In the course of writing this very blog post tonight, another eloquent straight person wrote a frighteningly similar post about her own relationship, On Relationships, the Trouble with Titles, and Marriage Equality. Frightening, because perhaps she and I share a brain. Which should frighten her more than it does me.
On the issue of marriage equality, she, like the host of last night’s fundraiser, is exactly right:
We are keenly aware that even having this decision [to marry] is a privilege of status, gender, and sexual orientation. Even having the choice is a mark of access, ability, and acceptance.
. . . Think about what it means to be a person who is married, as opposed to someone with a boyfriend or a partner. Think about how you would feel if you didn’t have the choice–if your relationship could never be validated in that way.

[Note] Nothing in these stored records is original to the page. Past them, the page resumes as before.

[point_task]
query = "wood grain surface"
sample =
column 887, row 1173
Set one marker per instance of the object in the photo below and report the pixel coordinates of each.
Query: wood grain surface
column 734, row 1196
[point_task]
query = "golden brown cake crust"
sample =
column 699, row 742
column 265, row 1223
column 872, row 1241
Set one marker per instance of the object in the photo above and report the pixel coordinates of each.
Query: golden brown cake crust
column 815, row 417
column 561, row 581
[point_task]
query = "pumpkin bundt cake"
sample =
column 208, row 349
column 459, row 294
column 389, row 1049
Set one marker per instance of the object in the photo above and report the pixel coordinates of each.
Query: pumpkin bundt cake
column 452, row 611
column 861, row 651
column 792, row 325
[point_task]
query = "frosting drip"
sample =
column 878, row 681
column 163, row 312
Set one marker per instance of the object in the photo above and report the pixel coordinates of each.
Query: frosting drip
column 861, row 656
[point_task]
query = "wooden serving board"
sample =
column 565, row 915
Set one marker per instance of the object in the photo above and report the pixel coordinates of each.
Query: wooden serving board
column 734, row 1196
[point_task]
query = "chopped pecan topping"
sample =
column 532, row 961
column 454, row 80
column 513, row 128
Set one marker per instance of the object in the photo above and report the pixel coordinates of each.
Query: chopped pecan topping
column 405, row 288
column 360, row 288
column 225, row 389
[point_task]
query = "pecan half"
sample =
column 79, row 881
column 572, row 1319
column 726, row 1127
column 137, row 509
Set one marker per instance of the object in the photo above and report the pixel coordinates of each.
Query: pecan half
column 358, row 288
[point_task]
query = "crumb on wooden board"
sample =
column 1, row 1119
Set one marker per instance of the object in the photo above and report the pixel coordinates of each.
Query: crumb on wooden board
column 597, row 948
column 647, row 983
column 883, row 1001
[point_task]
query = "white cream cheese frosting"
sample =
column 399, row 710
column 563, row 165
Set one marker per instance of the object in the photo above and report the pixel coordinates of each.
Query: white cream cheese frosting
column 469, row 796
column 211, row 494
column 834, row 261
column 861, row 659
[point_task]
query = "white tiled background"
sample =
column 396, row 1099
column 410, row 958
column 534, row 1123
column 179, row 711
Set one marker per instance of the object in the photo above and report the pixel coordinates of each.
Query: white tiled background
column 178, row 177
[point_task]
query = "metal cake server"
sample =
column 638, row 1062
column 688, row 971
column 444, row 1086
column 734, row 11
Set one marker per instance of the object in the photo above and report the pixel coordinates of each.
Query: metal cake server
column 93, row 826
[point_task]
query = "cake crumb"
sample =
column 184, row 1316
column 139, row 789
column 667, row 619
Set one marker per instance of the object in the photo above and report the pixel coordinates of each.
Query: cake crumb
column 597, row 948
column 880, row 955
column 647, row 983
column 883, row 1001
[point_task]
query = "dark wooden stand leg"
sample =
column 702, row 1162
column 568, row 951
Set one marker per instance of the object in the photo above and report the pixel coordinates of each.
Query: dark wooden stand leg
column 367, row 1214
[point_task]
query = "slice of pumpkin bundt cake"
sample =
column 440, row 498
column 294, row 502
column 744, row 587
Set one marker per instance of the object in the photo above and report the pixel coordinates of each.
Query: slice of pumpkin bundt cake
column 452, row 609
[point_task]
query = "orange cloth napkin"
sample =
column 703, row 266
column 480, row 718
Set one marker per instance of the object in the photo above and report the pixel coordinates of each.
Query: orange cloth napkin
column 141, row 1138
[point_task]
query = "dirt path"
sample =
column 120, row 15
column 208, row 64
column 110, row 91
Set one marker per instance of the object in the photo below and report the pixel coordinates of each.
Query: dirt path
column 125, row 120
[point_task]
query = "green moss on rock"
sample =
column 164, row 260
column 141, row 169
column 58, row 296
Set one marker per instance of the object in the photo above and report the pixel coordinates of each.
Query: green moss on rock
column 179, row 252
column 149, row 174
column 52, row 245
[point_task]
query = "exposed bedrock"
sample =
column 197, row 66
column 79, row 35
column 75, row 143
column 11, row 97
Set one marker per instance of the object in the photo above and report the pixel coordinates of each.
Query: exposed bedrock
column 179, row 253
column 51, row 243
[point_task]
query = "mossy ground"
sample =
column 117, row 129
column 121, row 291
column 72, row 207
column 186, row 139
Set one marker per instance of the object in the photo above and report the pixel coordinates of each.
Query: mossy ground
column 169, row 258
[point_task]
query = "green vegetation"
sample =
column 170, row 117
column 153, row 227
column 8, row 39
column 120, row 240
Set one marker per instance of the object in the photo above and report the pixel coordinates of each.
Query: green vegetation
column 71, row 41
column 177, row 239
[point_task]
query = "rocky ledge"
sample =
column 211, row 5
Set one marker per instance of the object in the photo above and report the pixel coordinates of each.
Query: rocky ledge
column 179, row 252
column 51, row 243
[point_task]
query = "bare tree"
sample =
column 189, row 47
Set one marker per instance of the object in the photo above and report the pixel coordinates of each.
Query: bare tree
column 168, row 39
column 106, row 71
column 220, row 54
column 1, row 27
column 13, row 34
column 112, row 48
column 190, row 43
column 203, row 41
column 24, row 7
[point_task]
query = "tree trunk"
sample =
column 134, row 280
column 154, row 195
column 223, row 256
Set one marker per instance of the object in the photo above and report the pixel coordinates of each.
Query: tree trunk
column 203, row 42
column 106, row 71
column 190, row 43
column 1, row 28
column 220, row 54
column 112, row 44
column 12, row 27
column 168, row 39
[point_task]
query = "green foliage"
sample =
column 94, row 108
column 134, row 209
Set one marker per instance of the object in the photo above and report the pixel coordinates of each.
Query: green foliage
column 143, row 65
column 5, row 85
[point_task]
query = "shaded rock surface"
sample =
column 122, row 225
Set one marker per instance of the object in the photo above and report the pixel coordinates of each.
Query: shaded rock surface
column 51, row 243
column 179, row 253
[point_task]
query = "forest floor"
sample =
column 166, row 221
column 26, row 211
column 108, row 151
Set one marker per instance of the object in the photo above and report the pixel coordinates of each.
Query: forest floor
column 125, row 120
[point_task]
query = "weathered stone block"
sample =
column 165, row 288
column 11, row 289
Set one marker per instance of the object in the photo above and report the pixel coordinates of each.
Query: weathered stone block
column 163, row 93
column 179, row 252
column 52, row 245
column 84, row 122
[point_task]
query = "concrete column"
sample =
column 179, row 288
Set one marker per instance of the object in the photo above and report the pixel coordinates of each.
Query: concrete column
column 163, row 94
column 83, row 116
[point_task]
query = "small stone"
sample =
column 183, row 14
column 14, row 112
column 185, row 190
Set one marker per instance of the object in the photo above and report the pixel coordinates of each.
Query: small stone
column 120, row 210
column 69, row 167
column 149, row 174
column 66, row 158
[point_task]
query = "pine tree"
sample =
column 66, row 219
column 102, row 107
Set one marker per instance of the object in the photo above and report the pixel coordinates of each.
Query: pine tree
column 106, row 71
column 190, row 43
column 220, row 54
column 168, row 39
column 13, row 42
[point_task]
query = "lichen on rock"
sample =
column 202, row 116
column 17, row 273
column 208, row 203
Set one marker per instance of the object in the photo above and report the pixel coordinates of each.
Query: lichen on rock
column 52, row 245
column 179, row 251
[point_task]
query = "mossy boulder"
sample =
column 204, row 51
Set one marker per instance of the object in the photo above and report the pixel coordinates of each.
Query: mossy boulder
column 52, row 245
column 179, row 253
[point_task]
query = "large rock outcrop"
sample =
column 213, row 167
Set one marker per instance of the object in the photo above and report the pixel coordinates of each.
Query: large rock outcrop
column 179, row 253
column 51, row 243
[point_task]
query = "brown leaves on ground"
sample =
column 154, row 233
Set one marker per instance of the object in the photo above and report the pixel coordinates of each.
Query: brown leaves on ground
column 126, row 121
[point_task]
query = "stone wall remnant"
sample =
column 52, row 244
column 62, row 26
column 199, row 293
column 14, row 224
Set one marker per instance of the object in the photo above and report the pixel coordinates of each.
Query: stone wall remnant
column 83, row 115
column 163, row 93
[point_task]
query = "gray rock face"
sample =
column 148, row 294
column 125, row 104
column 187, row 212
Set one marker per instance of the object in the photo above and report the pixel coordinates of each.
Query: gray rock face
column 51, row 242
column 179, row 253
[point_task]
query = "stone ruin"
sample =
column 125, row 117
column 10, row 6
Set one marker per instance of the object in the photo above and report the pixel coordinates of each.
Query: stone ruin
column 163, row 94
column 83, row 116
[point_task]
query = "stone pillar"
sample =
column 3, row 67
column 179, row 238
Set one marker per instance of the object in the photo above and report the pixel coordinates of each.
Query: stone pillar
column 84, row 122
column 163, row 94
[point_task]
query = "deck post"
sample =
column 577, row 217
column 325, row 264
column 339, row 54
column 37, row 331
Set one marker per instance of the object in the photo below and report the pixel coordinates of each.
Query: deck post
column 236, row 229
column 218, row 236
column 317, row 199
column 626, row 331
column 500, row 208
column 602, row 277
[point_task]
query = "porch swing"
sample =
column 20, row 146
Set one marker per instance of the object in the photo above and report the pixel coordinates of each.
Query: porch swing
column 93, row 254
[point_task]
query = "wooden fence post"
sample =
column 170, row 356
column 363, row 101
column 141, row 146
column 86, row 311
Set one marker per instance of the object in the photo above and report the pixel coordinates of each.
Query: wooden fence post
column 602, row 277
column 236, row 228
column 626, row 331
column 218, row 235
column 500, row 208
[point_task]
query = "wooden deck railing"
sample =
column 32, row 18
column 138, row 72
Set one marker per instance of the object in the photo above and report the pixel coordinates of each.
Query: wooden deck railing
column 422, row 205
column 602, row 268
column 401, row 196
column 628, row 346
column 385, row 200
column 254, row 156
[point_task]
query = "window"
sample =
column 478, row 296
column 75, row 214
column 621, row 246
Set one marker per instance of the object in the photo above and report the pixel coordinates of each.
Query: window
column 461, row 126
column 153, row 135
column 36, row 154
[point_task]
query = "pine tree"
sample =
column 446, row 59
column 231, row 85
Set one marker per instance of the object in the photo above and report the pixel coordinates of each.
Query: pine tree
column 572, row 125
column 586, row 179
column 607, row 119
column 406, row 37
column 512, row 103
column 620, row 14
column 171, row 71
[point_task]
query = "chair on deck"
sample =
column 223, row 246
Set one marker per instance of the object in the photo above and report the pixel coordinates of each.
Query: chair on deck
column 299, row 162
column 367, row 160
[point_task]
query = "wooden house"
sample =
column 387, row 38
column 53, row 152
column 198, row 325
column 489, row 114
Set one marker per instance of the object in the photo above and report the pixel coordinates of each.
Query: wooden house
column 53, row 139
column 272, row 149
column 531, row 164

I love you, straight people. Thanks for taking up our battle for equality. We cannot do this without you.
Now, one more thing about last night that all but one of you will understand (maybe two), so if you don’t think you’re that person, you can stop here.
To my friend, my partner in activism and crime and laughter, my friend who attended the event last night and without whom I certainly would never have even met our hosts: If I had known that your life was literally minutes away from being changed forever last night when I hugged you goodbye, I would never have let go. I would not have been able to. I would not have wanted to. I love you. Life is filled with struggles, some of which we take on willingly ourselves and some of which are cruelly handed to us by forces outside of our control. I am here for you, no matter the struggle, and I can’t wait to cause more trouble and laugh together soon. I am thinking of you constantly and am here for you always.